Il secoua la tête, puis nous laissa seul. Suran me prit alors dans ses bras, conscient que j'en ressentais le besoin. Sa présence me calma un peu, même si elle ne suffisait pas à atténuer mes tourments. 

— Je ne comprends pas comment les Sans-Pouvoir peuvent faire ça. C'est tellement inhumain... Et dire que j'ai parlé avec ce Demyan, crachai-je en grimaçant. Je ne pourrais plus supporter sa présence, je vais arrêter de le voir. 

— C'est sans doute une bonne idée, ces gens là sont des monstres.

Je soupirais, me détachant de lui. De toute façon, notre rencontre n'avait pas été une réussite. Je n'avais obtenu aucune information importante et ne pus m'empêcher de lui montrer mon dégoût pour lui.

Le lendemain matin, je décidais de partir me promener. Après ces deux dernières journées, j'en ressentais grandement le besoin. Je pris mon écharpe à la volée, puis prenais le sentier qui menait à la forêt. L'air frais me fit un bien fou. En ce début de matinée, tout était calme, je n'entendais pas grand chose. Puis au bout de moins d'une demi heure, le bruit de mes pas foulant les feuilles mortes me permit de ne plus penser à l'exécution des Scintillants

Alors que je décidais de rebrousser chemin, je crus apercevoir un animal blessé. Je m'approchais et découvrais finalement une fée de la taille de ma main, dont les ailes ressemblaient à des pétales violets, coincée entre plusieurs ronces. La pauvre petite avait l'air bien en peine et j'avais peur de la blesser d'avantage en tentant de l'aider. Après quelques secondes de réflexion, je me penchais tout de même vers elle afin de la dégager. Elle poussa quelques cris aigus et plaintifs, puis je réussi enfin à la prendre dans mes mains. 

— Tu vas bien? lui demandai-je.

Elle eut seulement le temps de replacer une mèche derrière son oreille, puis s'évanouit. Je grognais en levant les yeux au ciel, me demandant qu'est-ce que j'allais faire d'une fée inconsciente. Bien qu'elles étaient de sournoises créatures, je leur portais un certain attachement et je ne pouvais pas me résoudre à l'abandonner. Je prenais alors la direction du domaine des Elfes, priant pour que mon amie, Egna, soit là-bas. 

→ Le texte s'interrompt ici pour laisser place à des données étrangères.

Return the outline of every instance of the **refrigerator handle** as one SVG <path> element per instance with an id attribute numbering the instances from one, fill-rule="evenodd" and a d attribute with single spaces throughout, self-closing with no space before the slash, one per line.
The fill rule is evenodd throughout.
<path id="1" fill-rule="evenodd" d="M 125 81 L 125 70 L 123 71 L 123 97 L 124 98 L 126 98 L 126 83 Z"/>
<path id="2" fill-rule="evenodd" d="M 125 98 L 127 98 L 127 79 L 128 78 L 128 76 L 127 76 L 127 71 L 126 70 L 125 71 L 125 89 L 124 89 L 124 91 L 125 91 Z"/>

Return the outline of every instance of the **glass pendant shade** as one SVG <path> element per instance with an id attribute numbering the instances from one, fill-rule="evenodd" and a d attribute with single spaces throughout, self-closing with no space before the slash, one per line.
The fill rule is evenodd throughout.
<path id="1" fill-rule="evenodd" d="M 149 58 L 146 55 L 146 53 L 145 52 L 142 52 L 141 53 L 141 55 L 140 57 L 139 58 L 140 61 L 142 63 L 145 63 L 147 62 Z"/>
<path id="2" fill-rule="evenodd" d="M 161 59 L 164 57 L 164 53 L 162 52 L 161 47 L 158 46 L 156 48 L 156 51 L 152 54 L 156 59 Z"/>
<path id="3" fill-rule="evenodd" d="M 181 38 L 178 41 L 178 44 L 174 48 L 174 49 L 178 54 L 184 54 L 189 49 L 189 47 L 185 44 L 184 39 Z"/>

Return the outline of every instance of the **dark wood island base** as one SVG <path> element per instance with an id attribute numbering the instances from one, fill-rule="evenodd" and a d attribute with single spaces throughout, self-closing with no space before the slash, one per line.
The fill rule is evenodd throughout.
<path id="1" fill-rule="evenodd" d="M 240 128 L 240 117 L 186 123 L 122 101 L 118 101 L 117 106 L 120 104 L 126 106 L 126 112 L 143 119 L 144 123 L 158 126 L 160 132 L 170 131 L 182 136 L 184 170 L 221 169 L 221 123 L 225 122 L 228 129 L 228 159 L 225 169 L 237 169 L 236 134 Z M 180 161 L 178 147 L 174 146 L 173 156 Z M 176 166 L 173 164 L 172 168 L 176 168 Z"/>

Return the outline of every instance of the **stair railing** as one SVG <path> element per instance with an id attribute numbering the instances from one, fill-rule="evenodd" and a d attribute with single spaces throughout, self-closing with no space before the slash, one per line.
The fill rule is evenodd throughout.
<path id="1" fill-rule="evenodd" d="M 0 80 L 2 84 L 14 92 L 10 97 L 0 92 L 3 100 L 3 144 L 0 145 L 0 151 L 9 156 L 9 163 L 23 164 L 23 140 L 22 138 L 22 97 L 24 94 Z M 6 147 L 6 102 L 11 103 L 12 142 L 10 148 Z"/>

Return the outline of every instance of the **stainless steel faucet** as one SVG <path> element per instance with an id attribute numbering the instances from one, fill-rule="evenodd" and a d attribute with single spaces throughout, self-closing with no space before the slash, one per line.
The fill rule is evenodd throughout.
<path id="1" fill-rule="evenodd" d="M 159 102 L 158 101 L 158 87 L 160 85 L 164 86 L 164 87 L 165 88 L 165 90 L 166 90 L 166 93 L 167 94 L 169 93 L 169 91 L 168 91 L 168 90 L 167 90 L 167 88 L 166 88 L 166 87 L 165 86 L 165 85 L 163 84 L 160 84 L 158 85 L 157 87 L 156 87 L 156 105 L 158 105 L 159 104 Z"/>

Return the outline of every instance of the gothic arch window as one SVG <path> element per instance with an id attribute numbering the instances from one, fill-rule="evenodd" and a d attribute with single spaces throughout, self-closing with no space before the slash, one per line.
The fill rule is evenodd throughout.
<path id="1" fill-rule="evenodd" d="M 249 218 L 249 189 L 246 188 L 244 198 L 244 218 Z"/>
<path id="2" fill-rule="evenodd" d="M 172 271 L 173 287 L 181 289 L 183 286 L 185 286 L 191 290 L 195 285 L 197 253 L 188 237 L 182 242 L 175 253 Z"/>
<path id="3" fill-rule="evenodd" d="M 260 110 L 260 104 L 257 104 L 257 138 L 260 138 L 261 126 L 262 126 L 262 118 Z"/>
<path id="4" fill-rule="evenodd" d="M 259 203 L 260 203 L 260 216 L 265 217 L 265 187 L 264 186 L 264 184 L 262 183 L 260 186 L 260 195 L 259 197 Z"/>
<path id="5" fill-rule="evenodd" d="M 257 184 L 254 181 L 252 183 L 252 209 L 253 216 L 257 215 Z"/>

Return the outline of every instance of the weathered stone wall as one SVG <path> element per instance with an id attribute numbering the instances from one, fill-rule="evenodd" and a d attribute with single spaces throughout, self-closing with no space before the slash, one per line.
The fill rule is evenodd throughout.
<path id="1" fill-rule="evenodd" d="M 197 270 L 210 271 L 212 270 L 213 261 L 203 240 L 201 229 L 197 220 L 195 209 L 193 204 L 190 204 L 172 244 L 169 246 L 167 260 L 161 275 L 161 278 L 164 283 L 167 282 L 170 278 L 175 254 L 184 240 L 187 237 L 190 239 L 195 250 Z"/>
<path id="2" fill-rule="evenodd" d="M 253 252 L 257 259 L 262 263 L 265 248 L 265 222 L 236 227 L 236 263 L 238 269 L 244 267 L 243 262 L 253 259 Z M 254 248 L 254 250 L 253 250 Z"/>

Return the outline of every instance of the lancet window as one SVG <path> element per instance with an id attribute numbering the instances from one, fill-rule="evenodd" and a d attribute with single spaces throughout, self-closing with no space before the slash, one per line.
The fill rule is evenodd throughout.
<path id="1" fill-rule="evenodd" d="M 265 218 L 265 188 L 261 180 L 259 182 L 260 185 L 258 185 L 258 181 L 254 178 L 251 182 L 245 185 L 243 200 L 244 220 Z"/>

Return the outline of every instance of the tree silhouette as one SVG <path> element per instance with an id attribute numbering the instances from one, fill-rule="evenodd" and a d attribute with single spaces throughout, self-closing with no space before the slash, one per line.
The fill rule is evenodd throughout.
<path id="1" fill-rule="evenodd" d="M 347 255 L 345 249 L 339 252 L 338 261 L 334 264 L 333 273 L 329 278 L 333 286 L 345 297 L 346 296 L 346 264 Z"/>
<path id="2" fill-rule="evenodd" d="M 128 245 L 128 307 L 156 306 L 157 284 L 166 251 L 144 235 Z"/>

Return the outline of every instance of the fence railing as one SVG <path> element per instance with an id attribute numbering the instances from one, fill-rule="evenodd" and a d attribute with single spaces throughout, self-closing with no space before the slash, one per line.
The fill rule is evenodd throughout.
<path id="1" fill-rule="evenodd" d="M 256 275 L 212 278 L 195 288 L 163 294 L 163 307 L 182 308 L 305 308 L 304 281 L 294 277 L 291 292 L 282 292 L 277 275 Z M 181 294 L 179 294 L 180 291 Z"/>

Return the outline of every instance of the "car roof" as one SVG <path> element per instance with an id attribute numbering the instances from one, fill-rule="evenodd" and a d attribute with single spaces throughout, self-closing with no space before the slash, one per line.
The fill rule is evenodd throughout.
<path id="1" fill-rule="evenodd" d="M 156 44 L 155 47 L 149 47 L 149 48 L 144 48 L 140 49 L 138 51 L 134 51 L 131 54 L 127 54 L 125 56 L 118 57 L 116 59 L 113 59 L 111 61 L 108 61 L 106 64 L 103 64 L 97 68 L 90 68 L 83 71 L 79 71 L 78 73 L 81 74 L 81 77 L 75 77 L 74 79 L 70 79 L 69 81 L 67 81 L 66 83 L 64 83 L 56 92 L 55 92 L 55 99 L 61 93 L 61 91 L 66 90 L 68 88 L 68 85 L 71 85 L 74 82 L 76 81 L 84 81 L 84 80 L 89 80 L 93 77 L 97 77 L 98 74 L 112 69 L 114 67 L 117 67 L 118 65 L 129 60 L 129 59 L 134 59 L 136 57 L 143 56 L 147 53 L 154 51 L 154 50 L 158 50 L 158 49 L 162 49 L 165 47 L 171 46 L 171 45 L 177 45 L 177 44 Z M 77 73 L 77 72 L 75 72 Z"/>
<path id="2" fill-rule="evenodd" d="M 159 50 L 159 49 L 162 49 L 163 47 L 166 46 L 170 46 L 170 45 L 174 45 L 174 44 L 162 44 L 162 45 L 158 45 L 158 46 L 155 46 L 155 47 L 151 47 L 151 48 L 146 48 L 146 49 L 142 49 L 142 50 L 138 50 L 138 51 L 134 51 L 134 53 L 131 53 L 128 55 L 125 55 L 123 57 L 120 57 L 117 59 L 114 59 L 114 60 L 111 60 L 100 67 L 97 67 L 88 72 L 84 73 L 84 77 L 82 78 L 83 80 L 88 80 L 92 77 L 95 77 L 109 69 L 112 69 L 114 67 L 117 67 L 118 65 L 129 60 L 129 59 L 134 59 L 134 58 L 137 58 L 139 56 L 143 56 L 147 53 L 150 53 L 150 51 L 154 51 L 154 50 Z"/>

Dix minutes plus tard, j'arrivais enfin devant la grotte souterraine aux roches humides. Je traversais la cascade, puis me retrouvais dans une sorte de hall. Un garde elfique se tenait devant l'entrée, droit comme un piquet. Bien que je ne le reconnus pas, il parut savoir qui j'étais.

— Keryna Tohar, que viens tu faire ici? me demanda-t-il de sa voix claire.

Il se dégageait de lui une aura puissante et je mis un temps à reprendre mes esprits. 

— Je viens voir Egna. J'ai trouvé une fée dans la forêt, elle est blessé. 

Il hocha la tête, puis ouvrit la porte. L'entrée était en réalité un simple mur rocheux, qui paraissait devenir liquide, puis gazeux, et nous permettait de pénétrer dans le royaume. Je me retrouvais alors face à cet endroit merveilleux. Je me mis à sourire sans même m'en rendre compte. Bien qu'il y faisait plutôt sombre, le domaine était tellement décoré par de multiples arabesques luminescentes qu'il paraissait plus lumineux que n'importe quel endroit. Aujourd'hui, beaucoup de monde s'agitait dans les rues, et je me demandais quelle en était la cause. Puis je me souvenus qu'ils fêtaient en ce jour l'anniversaire de leur dirigeante. Je me frappais le front, me demandant comment j'allais trouver Egna dans toute cette agitation. Serrant la petite fée contre moi, j'avançais tout de même vers sa maison.  

Mon amie habitait, comme tous les Elfes, dans une demeure perchée dans un arbre. Ceux-ci étaient bien plus imposants que ceux de dehors, ce qui l'expliquait. Je montais alors l'escalier enroulé autour du tronc puis frappais à la porte.